Eu perguntei: "Tem muitas histórias para contar em seu amaro?" "Muitas meu filho a minha vida dá um filme: eu fui para o exército, depois fui delegado de polícia, até padre eu já fui... Eu tenho um punhal no meu peito!" - disse ele com os olhos nadando em lágrimas - "Uma dor meu filho, que não tem remédio, porque ela é a dor da culpa..."
"Em 1957 eu me envolvi com uma mulher de família complicada, minha mãe não aceitou o meu relacionamento com ela, mesmo assim ela engravidou de mim e teve um filho. Como a minha família não queria, eu não casei com ela e a perdi de vista, ela e meu filho."
Eu notei que seu amaro perdeu a voz e quase não conseguia continuar me contando a história. Mas ele se recuperou e continuou: "14 anos depois eu me encontrei com meu filho engraxando sapatos. Aquilo me doeu tanto que não tenho palavras. Ele se dirigiu a mim e disse: "Pai porque você me botou no mundo? Só para sofrer?" Convidei ele para morar comigo, mas ele disse que era tarde demais para eu querer ser seu pai agora, eu não tive autoridade para dizer que ele estava errado e fui embora."
"O tempo passou... Em 1997 um dos meus filhos andando pelo Ceará em uma caminhonete parou em uma cidade e um homem veio até ele, viu a placa da caminhonete e perguntou se ele era de Mossoró. Meu filho respondeu: "Sou porque?" "Você conhece um senhor que se chama Amaro?" "Conheço, é meu pai porque?" E o homem respondeu: "Ele é meu pai também!" Conversaram bastante e meu filho chamou o irmão para vir com ele, mas ele disse que não podia porque estava viciado em drogas e não queria aparecer da forma como se encontrava. Mas mesmo assim ele ficou com o número do meu telefone."

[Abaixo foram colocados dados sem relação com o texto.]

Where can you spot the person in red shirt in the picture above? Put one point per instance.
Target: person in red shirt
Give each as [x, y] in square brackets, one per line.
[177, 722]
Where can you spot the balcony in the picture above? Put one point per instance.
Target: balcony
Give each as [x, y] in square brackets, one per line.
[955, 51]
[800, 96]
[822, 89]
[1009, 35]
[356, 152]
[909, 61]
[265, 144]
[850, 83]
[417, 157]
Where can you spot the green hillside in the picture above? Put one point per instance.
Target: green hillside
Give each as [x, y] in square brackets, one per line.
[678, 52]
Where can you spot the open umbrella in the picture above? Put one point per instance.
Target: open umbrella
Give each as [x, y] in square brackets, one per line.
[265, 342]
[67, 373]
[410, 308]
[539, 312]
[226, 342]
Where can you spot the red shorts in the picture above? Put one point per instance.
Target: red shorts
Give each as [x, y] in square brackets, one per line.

"No ano 2000, o meu telefone tocou, eu atendi, era ele: "Oi pai tudo bem?" Eu não sabia o que dizer a não ser me desculpar e pedir que ele viesse para a minha companhia. Ele me disse que não podia, ele estava com um grande intriga e podia ser morto a qualquer momento por seus inimigos. Não queria levar para mim um perigo desses. Mas me pediu que se ele fosse assassinado, eu tomasse conta do filho dele que na época tinha 5 anos."
"8 anos se passaram e o telefone tocou, fui atender. A pessoa disse perguntou se era da casa de seu amaro. Eu respondi: "É! Sou eu, Amaro pode falar!" "Aqui é a mulher do seu filho Zezinho, aqui do Ceará..." "Sei moça pode falar!" "É que ele foi assassinado e pediu para eu mandar o menino pra ir para a sua companhia."
"O menino veio! Hoje mora comigo. Ele já estava usando drogas aos 13 anos quando morava lá, agora ele mudou já tem 15 anos, é evangélico e tudo que é meu vai ficar para ele, uma forma de reparar o que eu fiz com o pai dele. Tenho certeza que vou morrer com essa culpa de não ter dado ao meu filho a oportunidade de ser feliz..."
Depois que eu ouvi tudo eu falei para ele que 90 anos já era um peso muito grande para ele carregar, deixasse que a culpa dele fosse amortecida nos exemplos para as gerações futuras.